Vindicator Logo

Valley program helping troubled foster kids expands

By William K. Alcorn

Wednesday, February 26, 2014

inline tease photo
Photo

Photo by: William D. Lewis

Matt Kresic, chief executive officer of Homes for Kids/Child and Family Solutions, based in Niles, holding scissors, is flanked by agency board members Tom Maley, left, and Tysa Egleton during the ribbon-cutting for the agency’s new office on Market Street in Boardman.

By William K. Alcorn

alcorn@vindy.com

NILES

Homes For Kids/Child and Family Solutions is celebrating its expansion into Mahoning County and the beginning of a new foster-care program designed to help chronic and violent juvenile offenders and their foster families.

The impetus for the agency opening an office at 4822 Market St., Suite 300 in Boardman is the growing number of referrals from Mahoning County agencies.

“We are extremely excited to formally expand our behavioral-health services with a base in Mahoning County,” said Matt Kresic, chief executive officer.

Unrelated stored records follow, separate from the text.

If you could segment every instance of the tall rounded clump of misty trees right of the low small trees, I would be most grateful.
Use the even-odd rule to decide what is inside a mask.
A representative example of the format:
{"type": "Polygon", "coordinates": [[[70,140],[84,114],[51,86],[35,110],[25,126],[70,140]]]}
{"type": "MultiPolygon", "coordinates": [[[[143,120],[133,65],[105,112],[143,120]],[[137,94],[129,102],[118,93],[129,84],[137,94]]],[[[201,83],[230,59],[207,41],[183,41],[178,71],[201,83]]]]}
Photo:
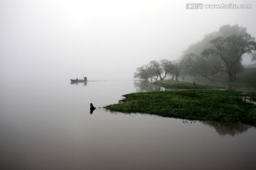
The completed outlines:
{"type": "Polygon", "coordinates": [[[225,25],[205,35],[203,40],[190,45],[183,52],[181,74],[183,77],[190,74],[213,80],[214,74],[227,72],[229,81],[233,81],[242,70],[241,61],[245,54],[256,61],[255,38],[247,34],[246,28],[225,25]],[[218,55],[220,50],[222,57],[218,55]]]}

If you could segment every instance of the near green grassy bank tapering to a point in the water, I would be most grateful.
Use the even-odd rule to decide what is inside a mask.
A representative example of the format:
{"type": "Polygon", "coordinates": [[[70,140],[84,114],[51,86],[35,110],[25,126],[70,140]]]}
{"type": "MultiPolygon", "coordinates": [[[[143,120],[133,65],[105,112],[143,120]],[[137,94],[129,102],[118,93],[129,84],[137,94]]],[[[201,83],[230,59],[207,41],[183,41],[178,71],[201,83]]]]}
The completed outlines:
{"type": "Polygon", "coordinates": [[[105,108],[122,113],[256,125],[255,93],[217,90],[153,91],[126,94],[124,97],[118,104],[105,108]]]}

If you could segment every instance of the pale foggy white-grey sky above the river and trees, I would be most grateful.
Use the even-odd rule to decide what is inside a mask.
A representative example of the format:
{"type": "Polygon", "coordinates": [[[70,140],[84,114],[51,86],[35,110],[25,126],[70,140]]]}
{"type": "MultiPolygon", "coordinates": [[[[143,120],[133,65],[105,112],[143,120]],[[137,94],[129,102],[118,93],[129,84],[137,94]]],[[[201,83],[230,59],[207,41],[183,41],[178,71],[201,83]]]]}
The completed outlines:
{"type": "Polygon", "coordinates": [[[225,24],[256,37],[255,16],[253,0],[1,0],[0,77],[133,79],[137,67],[178,60],[225,24]],[[190,2],[252,8],[186,9],[190,2]]]}

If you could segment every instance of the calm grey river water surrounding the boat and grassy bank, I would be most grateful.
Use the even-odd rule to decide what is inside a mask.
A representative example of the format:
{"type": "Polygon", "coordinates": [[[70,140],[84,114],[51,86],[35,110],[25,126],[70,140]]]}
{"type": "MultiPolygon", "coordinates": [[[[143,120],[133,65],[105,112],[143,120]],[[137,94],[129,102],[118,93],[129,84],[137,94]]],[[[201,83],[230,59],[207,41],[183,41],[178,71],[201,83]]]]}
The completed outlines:
{"type": "Polygon", "coordinates": [[[255,128],[102,108],[122,94],[163,90],[158,86],[68,79],[0,85],[0,169],[256,169],[255,128]]]}

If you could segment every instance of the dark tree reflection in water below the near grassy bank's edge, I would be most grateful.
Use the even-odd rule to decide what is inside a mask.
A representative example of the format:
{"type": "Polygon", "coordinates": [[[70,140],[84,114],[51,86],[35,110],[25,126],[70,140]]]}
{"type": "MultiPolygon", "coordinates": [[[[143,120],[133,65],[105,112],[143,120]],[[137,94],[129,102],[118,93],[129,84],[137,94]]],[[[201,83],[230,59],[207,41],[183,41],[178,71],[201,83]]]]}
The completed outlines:
{"type": "MultiPolygon", "coordinates": [[[[198,121],[183,120],[183,123],[197,123],[198,121]]],[[[250,125],[244,124],[230,124],[230,123],[218,123],[218,122],[202,122],[203,125],[208,125],[211,128],[214,128],[219,135],[239,135],[243,132],[246,132],[249,128],[252,128],[250,125]]]]}

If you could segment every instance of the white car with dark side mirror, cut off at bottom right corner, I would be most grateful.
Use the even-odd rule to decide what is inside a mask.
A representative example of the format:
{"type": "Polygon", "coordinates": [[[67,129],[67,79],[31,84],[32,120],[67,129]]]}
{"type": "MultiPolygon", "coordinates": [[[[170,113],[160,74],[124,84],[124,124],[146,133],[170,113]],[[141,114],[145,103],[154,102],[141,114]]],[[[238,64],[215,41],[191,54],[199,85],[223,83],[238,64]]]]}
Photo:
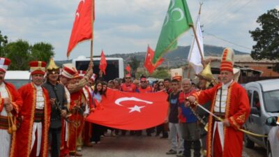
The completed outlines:
{"type": "Polygon", "coordinates": [[[272,126],[267,138],[267,156],[279,156],[279,126],[276,124],[278,117],[269,117],[266,119],[266,124],[272,126]]]}

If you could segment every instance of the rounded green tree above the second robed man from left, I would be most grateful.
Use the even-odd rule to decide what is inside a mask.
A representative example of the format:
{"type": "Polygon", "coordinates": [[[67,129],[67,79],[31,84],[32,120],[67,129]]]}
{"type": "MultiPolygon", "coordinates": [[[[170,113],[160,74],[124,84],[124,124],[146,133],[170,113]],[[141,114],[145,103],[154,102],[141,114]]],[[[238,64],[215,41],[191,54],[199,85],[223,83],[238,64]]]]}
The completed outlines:
{"type": "Polygon", "coordinates": [[[54,56],[54,47],[49,43],[36,43],[31,47],[31,60],[33,61],[50,61],[54,56]]]}

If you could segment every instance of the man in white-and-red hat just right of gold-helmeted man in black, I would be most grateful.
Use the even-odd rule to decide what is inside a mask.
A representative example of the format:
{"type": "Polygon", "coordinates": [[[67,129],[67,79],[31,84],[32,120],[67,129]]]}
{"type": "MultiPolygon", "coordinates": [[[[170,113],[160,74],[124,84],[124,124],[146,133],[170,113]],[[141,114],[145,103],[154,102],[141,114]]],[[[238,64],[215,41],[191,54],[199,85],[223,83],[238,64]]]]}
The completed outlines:
{"type": "MultiPolygon", "coordinates": [[[[67,109],[70,109],[70,92],[67,89],[67,85],[71,79],[73,79],[77,70],[74,68],[73,64],[65,63],[63,64],[63,70],[61,75],[59,76],[59,81],[63,84],[67,99],[67,109]]],[[[61,147],[60,147],[60,156],[70,156],[68,149],[68,140],[69,140],[69,124],[65,119],[62,120],[62,128],[61,128],[61,147]]]]}

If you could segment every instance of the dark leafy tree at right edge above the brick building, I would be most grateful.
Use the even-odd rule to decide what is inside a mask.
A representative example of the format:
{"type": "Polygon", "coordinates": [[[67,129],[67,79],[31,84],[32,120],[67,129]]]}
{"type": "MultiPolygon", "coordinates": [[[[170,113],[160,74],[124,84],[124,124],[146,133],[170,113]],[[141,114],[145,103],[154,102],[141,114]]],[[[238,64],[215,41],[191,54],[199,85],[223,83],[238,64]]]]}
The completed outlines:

“Last year we provided in-home and community-based behavioral-health services to over 300 youth and families who reside in Mahoning County. We hope that our presence in Mahoning County will fill a service gap,” Kresic said.

Child and Family Solutions anticipates placing 14 therapy and case-management staff at the Boardman location, he said.

Headquarters for the fast-growing Homes for Kids/Child and Family Solutions is at 165 E. Park Ave. in Niles.

The agency strives to meet the needs of every child, family and individual referred to it, said Kresic.

Homes For Kids provides Treatment Foster Care services to some 50 children annually in Trumbull, Mahoning and Columbiana counties.

Treatment Foster Care programs provide, in a clinically effective and cost-effective way in a foster home, individualized and intensive treatment for children and adolescents who otherwise would be placed in institutional settings, according to the Foster Family-based Treatment Association.

Child and Family Solutions specializes in providing in-home therapy and case-management services to help families bounce back from emotional and behavioral issues associated with childhood and adolescence by utilizing skilled counselors, social workers, and clinicians, Kresic said.

That part of the agency served about 870 children and their families in the tri-county area in fiscal 2013 (July 1, 2012 to June 30, 2013) compared with 300 for the same period four years ago, Kresic said.

“We must be doing something right. The outcomes indicate the kids are getting better,” he said.

Overall, the agency has 58 employees including 44 licensed social workers and counselors.

Its major funding sources are foster-care contracts for placement services; Medicaid, private insurance, Trumbull County Mental Health and Addiction Services, grants and fundraisers, Kresic said.

Along with the grand opening, Homes For Kids/Child and Family Solutions announced implementation of a new program, Multi-Systemic Therapy.

Multi-Systemic Therapy is an evidenced-based, intensive, family and community-based treatment program, targeted toward youths who are chronic and violent juvenile offenders. The program integrates a number of behavioral-health services with the goal of either preventing a youth’s out-of-home placement or facilitating a successful transition back home, Kresic said.

Implementation of MST is a collaborative project, funded by a $200,000 grant over 18 months from the Ohio Department of Youth Services that includes Homes For Kids/Child and Family Solutions, The Mahoning County and Trumbull County Juvenile Courts, the Mahoning County Mental Health Board, the Trumbull County Mental Health and Recovery Board, and the Mahoning and Trumbull counties Family and Children First Councils.

In 2009, Homes for Kids/Child and Family Solutions established the Multidimensional Treatment Foster Care program in partnership with Mahoning County Children Services Agency, which Kresic called the “neatest thing in foster care, because it works.”

“Kids may have been in the foster-care system a long time, but with MTFC the children-services agencies, which refer children to Homes for Kids for services, have better success in reuniting families and keeping children out of the system and eventually working and paying taxes,” he said.

The standards are very strict.

For instance, Kresic said, the agency calls the foster homes daily to get behavior reports and does intervention on almost a daily basis.

“We have to maintain an 80 percent success rate of reuniting kids with their families, adoption or aging out of the system in order to maintain certification to operate the program,” he said.

“It is an exciting time to bring these services to the community where they are needed. We look forward to implementing Multi-Systemic Therapy, along with other evidence-based mental-health programs, to the most vulnerable populations of children and families in Mahoning and Trumbull counties,” Kresic said.